For fifteen years, Mike Burden held hate-filled meetings in the memorabilia shop he ran in his small town. But in 2012 when his wife began to question his involvement, his heart softened. He realized how wrong his racist views were and didn’t want to be that person any longer. The militant group retaliated by kicking his family out of the apartment they’d been renting from one of the members.
Where did he turn for help? Surprisingly, he went to a local black pastor with whom he’d clashed. The pastor and his church provided housing and groceries for Mike’s family for some time. When asked why he agreed to help, Pastor Kennedy explained, “Jesus Christ did some very unpopular things. When it’s time to help, you do what God wants you to do.” Later Mike spoke at Kennedy’s church and apologized to the black community for his part in spreading hatred.
Jesus taught some unpopular ideas in the Sermon on the Mount: “Give to the one who asks you . . . . Love your enemies and pray for those who persecute you” (Matthew 5:42, 44). That’s the upside-down way of thinking God calls us to follow. Though it looks like weakness, it’s actually acting out of God’s strength.
The One who teaches us is the One who gives the power to live out this upside-down life in whatever way He asks of us.
By Anne Cetas
REFLECT & PRAY
How are you living out Jesus’ words of giving to those who ask and loving your enemies? What would you like to change?

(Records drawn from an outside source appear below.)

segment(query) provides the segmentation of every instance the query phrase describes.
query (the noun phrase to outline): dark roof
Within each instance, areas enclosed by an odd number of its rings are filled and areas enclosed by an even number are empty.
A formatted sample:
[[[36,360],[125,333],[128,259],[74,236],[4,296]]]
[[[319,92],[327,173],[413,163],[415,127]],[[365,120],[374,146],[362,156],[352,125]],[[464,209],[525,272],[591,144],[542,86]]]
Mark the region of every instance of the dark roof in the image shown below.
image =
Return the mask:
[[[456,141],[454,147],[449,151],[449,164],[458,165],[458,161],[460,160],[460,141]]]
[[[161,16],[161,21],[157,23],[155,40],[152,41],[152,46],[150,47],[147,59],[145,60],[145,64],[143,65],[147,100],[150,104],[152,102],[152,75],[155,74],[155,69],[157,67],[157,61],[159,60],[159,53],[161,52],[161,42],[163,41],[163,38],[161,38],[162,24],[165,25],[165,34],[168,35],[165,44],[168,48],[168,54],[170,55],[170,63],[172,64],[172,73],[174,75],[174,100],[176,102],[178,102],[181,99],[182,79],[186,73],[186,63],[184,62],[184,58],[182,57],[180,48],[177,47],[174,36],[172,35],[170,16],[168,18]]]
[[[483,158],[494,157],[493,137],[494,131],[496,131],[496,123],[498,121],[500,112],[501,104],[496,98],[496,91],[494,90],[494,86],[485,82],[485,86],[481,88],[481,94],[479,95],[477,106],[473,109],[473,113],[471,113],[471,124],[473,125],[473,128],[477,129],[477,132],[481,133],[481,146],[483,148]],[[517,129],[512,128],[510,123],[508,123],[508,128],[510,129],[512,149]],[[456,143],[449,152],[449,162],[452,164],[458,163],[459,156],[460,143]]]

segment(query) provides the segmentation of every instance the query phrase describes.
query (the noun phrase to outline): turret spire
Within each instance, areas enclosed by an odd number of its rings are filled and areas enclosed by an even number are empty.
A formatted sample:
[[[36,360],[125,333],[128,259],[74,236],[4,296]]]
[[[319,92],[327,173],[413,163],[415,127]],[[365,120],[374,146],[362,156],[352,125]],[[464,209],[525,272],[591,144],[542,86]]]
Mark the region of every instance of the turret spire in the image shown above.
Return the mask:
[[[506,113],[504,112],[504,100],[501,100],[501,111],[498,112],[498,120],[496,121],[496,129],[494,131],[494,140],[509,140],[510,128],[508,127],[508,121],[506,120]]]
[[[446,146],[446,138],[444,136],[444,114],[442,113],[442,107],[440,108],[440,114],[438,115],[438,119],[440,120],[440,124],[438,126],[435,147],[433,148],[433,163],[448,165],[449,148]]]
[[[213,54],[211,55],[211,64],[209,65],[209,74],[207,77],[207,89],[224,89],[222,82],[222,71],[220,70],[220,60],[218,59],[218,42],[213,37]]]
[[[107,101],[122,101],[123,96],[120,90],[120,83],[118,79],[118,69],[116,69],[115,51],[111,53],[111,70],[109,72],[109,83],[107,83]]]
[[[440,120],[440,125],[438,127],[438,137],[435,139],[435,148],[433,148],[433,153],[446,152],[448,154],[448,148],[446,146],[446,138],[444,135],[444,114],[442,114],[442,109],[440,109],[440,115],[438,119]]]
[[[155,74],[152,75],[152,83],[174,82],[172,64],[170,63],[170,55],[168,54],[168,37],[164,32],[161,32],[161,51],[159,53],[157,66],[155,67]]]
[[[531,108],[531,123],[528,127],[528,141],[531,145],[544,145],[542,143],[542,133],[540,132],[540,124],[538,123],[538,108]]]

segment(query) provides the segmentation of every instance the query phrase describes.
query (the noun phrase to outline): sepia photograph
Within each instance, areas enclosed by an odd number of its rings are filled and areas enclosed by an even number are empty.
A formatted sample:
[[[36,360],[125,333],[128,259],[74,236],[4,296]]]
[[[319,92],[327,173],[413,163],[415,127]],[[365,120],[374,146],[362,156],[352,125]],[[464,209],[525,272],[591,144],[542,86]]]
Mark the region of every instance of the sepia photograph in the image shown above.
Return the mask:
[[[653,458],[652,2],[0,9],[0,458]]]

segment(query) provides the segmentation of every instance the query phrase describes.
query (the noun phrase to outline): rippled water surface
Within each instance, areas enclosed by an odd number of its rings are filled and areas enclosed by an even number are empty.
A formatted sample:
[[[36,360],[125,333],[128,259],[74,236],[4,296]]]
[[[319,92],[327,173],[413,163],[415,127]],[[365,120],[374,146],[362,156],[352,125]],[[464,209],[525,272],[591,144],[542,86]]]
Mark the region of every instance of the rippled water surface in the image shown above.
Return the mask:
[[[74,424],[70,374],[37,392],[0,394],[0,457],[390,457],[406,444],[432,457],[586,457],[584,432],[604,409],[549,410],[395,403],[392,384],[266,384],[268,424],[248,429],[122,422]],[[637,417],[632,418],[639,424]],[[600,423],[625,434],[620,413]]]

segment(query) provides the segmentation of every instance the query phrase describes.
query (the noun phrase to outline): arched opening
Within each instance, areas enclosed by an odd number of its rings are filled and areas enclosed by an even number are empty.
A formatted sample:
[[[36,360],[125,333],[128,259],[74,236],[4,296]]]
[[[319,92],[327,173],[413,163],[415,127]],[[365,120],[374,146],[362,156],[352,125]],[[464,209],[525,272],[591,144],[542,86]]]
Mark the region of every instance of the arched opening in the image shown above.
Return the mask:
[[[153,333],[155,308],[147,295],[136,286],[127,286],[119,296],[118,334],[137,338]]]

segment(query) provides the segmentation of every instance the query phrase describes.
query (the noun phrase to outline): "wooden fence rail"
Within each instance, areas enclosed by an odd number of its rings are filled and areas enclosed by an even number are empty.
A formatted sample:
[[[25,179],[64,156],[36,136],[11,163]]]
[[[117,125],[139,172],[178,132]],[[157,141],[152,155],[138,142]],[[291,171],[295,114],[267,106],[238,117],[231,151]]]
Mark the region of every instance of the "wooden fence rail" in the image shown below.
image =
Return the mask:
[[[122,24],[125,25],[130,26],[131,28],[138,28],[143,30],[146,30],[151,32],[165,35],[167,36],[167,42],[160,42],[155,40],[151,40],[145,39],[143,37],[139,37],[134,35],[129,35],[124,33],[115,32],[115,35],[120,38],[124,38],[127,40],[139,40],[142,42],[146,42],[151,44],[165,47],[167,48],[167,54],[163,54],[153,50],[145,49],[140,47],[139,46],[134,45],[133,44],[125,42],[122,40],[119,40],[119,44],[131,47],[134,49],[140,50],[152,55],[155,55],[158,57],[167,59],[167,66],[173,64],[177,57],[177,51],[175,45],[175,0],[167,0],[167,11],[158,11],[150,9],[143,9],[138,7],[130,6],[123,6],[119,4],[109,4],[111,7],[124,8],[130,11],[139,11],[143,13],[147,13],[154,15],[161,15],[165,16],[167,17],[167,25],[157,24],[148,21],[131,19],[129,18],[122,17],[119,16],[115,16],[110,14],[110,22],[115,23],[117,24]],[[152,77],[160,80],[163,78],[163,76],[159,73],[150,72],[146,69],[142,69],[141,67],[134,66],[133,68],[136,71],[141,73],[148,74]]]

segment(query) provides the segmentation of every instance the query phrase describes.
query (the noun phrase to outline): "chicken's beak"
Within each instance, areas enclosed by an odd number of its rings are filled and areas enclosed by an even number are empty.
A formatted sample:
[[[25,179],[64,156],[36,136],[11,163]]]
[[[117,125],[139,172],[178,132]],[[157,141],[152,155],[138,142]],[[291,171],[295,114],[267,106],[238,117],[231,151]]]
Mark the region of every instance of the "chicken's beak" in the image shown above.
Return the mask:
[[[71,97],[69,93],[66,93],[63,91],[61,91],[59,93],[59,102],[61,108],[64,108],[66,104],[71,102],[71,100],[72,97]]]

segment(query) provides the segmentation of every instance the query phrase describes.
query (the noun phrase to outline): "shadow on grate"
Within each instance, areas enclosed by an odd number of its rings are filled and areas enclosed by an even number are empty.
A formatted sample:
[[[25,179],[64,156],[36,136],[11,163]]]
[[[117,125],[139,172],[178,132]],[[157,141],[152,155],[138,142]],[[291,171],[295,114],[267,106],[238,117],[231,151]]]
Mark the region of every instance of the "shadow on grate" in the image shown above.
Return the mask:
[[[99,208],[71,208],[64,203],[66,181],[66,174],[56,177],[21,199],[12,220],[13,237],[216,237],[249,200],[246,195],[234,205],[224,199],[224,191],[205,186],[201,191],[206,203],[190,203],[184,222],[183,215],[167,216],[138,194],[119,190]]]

God, help me to love others as You love me. Show me how to do that today.
SCRIPTURE INSIGHT
The “law of retribution” (“lex talionis”), which teaches an eye for an eye and a tooth for a tooth (Exodus 21:24; Leviticus 24:20; Deuteronomy 19:21), is sometimes mistakenly understood to promote personal retaliation. But in its Old Testament legal context, the law isn’t intended to encourage personal retribution but instead to limit the human tendency to exact revenge. Rather than permit individual vigilante actions of retaliation, a court of law was to ensure that punishment should fit the crime. It gave the right for an offended person to take someone to court rather than seek revenge. Jesus doesn’t “correct” this Old Testament teaching—designed to preserve peace and justice—but calls those belonging to the kingdom of God to live by the principle of nonresistance or nonretaliation at the personal (not legal) level. This means that believers in Christ shouldn’t descend to the low standard of the perpetrator, returning evil for evil.